The River Vecht connects Utrecht with Amsterdam, and then the North Sea. Over a thousand years ago observers watched awestruck as a massive Roman fleet sailed down it on the way to conquer Germania. The fleet carried three Roman Legions, thousands of auxiliaries and cavalry to crush an alliance of Germanic tribes. Instead of the expected victory, the Battle of Teutoburg ended with Rome’s greatest ever defeat.
The Roman forces were annihilated. The Legions that marched into the forests never returned. Never again would Rome seek to expand its power further east, changing forever the history of Western Europe.
Centuries later, the Vecht and the wealthy towns and villages along its banks attracted Viking raiding parties. It’s even said to feature in a Viking saga which tells of a big battle along these shores.
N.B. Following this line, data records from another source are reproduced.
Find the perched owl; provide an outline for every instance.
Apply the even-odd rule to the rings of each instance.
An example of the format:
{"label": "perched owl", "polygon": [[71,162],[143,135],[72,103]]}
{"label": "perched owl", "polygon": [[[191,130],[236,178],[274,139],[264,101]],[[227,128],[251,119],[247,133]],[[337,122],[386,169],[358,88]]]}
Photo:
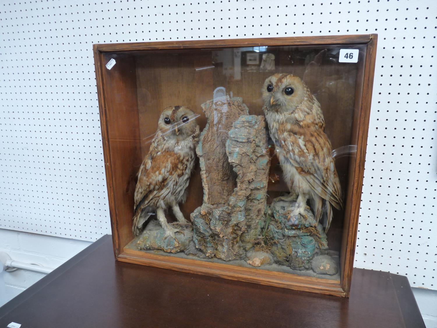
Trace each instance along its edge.
{"label": "perched owl", "polygon": [[158,130],[138,172],[135,189],[135,213],[132,231],[136,236],[149,217],[156,212],[166,237],[177,241],[178,229],[167,223],[164,211],[171,207],[180,223],[187,221],[179,209],[184,202],[194,165],[199,140],[197,115],[181,106],[167,107],[158,122]]}
{"label": "perched owl", "polygon": [[299,77],[277,73],[262,89],[263,108],[270,136],[291,195],[298,195],[290,217],[305,212],[310,199],[317,222],[326,214],[325,231],[332,220],[332,205],[342,206],[331,143],[324,132],[320,105]]}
Throughout the medieval period the river was a vital waterway carrying huge volumes of goods north and south, trade which made Utrecht a wealthy place and built the attractive towns I spent the day cycling through.
In the 17th and 18th centuries, Amsterdam merchants built sumptuous mansions and estates along the banks of the river. You can catch a glimpse of them through the trees or peering through the elaborate railings that guard them. Elsewhere there are magnificent moated castles like the 13th century Loenersloot and Slot Zuylen, the latter was closed when I arrived but they let me wander the grounds anyway.
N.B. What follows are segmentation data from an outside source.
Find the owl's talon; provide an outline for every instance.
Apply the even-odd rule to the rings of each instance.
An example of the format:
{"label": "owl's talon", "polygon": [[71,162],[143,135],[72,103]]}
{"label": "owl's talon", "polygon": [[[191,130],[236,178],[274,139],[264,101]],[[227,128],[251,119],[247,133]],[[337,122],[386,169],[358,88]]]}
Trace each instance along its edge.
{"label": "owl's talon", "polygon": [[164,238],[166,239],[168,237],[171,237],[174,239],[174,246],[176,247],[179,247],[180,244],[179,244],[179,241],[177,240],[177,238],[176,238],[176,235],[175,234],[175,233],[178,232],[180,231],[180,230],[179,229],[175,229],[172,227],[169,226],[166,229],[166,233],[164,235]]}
This history was in my mind as I cycled along, and it was the sight of an old fort that dragged me back to reality as I left Weesp along the Rijnkanaal. This was one of the many fortifications of the Dutch Waterline, the vast water-based defensive ring that protected Amsterdam. Built in the 17th century, the Dutch or Hollandic Waterline was still in use in the late 19th century. This area is dotted with evidence of its existence.
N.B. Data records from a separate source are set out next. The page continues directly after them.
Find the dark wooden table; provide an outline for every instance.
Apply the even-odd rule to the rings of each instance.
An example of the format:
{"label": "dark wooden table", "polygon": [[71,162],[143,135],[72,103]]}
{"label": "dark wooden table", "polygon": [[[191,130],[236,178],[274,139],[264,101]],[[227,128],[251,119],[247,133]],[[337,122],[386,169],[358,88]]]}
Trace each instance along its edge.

I stopped at Fort bij Nigtevecht and discovered it has been converted into a peaceful place where you can create a memorial to a dead relative. I had a long chat to the lovely woman who managed the fort, before heading on a loop through the countryside to the picturesque villages of Abcoude (where a marching band greeted me), Baambrugge and Loenersloot.
I crossed the Rijnkanaal on the way to the absolutely delightful Vreeland, home to a Michelin Starred restaurant, De Nederlanden. I was quite hungry but hadn’t booked and was wearing shorts, so I carried on to the equally lovely Loenen aan de Vecht, with a windmill at the end of a picturesque street. Finally, I ended up in the central square of Breukelen, a village famous for two things: it’s the birthplace of Rutger Hauer; and it gave its name to Brooklyn, New York.
I finally crossed the Rijnkanaal again and cycled towards the centre of Utrecht, but not before making one final detour to medieval Slot Zuylen. Today the Rijnkanaal has supplanted the Vecht as the region’s most important waterway. While the Vecht is home to small leisure boats, the Rijnkanaal is plied by large commercial boats heading, ironically, to Germany and further east. What the Romans would have made of that is anybody’s guess.